You might prefer to connect to only a single FastConnect location because of cost concerns, or if the region has only a single FastConnect location. In that case, create two physical connections and ensure each goes to a different Oracle router in that FastConnect location. You can do this in the Oracle Console when you set up the second physical connection. You can specify the proximity of that connection to other FastConnect connections in that location. For example, the following image shows how to request that your second physical connection (which is a cross-connect group ) is created on a different router than your first connection in that FastConnect location (called MyConnection-1).

This image shows the router proximity information in the Console.

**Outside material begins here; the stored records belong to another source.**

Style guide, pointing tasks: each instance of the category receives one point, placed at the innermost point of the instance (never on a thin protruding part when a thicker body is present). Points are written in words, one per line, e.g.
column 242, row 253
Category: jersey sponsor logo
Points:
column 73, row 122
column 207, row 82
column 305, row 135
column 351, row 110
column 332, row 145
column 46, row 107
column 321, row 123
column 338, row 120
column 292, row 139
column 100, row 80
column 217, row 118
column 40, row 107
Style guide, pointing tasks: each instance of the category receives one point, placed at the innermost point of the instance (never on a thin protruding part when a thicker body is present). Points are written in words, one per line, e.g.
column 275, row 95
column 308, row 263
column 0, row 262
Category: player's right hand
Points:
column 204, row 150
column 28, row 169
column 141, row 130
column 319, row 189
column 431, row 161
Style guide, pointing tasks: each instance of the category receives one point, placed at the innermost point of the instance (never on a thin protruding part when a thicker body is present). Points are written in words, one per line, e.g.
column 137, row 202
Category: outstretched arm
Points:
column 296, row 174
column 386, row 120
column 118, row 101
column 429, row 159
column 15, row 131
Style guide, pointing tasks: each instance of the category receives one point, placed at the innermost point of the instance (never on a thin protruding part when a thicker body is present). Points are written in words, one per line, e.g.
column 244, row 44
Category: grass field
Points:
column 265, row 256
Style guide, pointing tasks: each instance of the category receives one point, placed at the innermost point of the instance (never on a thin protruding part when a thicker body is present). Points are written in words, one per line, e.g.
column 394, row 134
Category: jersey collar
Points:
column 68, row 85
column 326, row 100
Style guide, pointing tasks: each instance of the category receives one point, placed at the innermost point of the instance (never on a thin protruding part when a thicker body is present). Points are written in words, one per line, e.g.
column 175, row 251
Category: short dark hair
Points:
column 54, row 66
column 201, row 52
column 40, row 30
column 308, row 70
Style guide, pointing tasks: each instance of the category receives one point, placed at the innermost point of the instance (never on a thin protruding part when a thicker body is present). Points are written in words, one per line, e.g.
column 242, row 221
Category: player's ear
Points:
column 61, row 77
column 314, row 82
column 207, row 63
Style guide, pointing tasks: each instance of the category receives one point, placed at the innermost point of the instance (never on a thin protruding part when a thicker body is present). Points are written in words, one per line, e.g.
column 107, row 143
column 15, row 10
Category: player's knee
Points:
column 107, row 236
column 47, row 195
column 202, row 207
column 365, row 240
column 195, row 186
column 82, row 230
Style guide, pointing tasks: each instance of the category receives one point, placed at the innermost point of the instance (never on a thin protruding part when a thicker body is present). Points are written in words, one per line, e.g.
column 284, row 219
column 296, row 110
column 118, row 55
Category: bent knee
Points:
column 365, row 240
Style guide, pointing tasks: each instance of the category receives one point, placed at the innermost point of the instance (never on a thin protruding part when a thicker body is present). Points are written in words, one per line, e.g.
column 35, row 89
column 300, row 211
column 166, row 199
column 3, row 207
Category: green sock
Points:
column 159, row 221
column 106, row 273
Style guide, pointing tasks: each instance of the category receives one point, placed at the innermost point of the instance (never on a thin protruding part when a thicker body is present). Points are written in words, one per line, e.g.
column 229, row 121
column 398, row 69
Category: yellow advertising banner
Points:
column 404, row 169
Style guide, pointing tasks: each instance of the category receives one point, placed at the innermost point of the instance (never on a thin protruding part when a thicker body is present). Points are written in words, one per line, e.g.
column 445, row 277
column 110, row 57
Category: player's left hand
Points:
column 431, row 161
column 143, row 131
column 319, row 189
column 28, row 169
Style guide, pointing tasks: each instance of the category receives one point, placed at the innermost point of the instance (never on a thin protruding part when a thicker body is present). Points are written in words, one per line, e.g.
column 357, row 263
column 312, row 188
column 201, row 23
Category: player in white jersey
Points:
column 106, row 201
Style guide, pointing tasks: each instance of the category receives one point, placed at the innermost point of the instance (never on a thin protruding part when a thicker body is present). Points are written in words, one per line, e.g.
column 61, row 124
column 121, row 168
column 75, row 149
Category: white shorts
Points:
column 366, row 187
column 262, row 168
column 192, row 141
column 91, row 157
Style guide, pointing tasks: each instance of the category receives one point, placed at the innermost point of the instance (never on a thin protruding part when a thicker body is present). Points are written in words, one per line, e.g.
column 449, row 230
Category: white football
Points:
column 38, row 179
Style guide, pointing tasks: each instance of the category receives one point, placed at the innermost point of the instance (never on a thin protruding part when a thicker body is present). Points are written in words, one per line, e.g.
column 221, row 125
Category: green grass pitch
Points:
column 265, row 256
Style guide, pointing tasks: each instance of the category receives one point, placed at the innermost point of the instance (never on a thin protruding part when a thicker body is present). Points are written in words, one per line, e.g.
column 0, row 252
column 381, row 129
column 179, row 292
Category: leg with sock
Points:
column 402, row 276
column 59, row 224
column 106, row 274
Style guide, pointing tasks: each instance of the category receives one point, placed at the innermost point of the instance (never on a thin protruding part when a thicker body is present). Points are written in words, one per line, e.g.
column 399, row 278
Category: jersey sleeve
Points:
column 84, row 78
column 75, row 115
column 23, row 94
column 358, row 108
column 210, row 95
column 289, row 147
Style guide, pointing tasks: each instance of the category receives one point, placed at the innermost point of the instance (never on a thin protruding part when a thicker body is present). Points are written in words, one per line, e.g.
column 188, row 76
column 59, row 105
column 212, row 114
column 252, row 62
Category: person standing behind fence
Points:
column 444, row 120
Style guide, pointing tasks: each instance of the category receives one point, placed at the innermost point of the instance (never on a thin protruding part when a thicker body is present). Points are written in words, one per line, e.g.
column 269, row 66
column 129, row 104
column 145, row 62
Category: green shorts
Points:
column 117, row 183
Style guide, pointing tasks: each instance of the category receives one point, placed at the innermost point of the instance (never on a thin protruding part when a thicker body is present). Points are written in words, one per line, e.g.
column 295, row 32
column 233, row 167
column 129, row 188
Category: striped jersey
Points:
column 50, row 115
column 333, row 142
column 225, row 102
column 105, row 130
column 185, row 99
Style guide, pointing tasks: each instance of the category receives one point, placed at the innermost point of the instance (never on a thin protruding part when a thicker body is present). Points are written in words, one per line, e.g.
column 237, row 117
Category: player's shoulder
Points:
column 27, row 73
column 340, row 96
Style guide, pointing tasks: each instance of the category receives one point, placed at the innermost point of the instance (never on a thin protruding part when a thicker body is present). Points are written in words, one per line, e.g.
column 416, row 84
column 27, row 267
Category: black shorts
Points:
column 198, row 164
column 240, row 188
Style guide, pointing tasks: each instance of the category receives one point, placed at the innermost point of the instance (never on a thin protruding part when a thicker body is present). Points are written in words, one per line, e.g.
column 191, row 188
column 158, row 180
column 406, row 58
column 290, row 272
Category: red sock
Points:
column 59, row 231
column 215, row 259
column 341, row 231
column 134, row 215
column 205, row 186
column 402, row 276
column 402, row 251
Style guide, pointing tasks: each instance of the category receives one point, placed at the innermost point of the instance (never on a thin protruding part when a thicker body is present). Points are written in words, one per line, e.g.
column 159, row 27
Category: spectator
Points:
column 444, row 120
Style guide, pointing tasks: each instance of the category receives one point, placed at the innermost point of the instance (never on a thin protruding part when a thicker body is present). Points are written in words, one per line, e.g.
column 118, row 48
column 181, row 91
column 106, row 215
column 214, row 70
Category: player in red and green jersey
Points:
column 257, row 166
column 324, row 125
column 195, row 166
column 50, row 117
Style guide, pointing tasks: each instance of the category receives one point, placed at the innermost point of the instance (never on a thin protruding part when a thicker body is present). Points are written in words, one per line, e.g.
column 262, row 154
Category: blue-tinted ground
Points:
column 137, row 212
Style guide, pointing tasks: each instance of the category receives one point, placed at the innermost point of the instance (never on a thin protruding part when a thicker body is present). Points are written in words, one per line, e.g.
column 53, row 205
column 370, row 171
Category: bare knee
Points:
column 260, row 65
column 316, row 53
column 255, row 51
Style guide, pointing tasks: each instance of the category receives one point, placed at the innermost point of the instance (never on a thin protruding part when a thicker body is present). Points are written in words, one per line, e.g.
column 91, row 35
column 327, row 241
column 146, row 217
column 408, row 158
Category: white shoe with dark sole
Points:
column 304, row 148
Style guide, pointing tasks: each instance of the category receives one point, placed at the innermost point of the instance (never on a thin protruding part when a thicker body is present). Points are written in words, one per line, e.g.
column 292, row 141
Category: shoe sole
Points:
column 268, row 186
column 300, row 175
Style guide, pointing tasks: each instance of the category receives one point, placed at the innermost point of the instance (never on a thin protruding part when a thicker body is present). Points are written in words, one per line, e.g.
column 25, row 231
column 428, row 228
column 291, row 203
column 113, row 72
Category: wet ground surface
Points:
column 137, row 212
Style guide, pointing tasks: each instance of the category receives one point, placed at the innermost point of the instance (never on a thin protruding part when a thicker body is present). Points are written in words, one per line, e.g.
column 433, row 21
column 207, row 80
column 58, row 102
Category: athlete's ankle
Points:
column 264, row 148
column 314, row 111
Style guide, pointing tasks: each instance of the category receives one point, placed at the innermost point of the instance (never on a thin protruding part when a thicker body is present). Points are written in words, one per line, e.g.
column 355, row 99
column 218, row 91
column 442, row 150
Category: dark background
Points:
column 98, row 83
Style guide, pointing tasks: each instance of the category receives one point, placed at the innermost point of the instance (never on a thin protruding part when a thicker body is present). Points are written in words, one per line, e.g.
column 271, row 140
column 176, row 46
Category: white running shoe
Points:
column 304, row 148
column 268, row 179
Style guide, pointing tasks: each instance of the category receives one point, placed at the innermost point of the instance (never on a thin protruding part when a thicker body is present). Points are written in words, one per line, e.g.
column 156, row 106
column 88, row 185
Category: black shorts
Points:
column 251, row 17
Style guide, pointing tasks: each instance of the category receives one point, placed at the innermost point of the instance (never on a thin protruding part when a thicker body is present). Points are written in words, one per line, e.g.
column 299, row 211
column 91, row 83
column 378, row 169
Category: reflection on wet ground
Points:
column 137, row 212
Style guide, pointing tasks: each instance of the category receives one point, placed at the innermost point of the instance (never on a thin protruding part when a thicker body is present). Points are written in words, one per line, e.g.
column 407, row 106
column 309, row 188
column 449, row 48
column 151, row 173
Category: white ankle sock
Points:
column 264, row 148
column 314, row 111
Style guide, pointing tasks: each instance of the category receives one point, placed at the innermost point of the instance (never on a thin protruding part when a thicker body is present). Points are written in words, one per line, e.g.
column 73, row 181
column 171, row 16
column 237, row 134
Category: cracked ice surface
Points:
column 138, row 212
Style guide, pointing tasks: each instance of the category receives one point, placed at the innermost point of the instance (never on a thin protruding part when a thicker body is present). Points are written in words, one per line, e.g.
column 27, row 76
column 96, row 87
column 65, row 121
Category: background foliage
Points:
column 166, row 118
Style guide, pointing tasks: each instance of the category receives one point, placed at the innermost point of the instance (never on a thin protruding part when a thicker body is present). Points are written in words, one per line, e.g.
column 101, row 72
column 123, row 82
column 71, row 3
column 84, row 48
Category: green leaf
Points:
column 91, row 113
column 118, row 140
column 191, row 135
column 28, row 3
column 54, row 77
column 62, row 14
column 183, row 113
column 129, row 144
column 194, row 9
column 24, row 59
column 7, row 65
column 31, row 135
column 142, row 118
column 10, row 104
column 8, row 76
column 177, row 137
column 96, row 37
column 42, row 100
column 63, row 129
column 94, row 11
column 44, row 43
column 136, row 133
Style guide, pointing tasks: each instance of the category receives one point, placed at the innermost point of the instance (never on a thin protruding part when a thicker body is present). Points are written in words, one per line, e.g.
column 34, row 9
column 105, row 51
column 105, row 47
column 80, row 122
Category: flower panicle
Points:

You must scale the bandwidth of both physical connections evenly, and by using a cross-connect group (LAG) for each connection. Imagine that you have two individual 10 Gbps cross-connects in a single FastConnect location (each to a different Oracle router for redundancy and diversity). If you need to have 20-Gpbs bandwidth at a given time, you must ensure that each of your physical connections consists of a cross-connect group (LAG) to contain the cross-connect. Then you need to add another 10 Gbps cross-connect to each LAG, so that each redundant physical connection has two 10 Gbps cross-connects.

If you're working in a region that has only a single FastConnect location, you might also want location diversity. To achieve that, repeat your setup in a second FastConnect location in a nearby region. Notice that you must also have a duplicate setup of your Oracle cloud resources in that second region, as shown in the following diagram.

This image shows a colocation setup to two different regions.

Site-to-Site VPN as Backup for FastConnect

Oracle recommends using Site-to-Site VPN as a backup for your FastConnect connection. If you do, ensure that the Site-to-Site VPN IPSec tunnels are configured to use BGP routing with a route-based VPN. Within your existing on-premises network, manipulate the routing to prefer routes learned through FastConnect over routes learned through Site-to-Site VPN. For example, use AS_Path Prepend to influence egress traffic from Oracle, and use local preference to influence egress traffic from your network.

If you are using VPN backup, review Oracle's BGP routing behavior in the table shown in Using AS_PATH to prefer routes from Oracle to your on-premises network.

The following diagram shows a setup with redundant FastConnect virtual circuits and redundant Site-to-Site VPN tunnels.

This image shows FastConnect with Site-to-Site VPN as backup.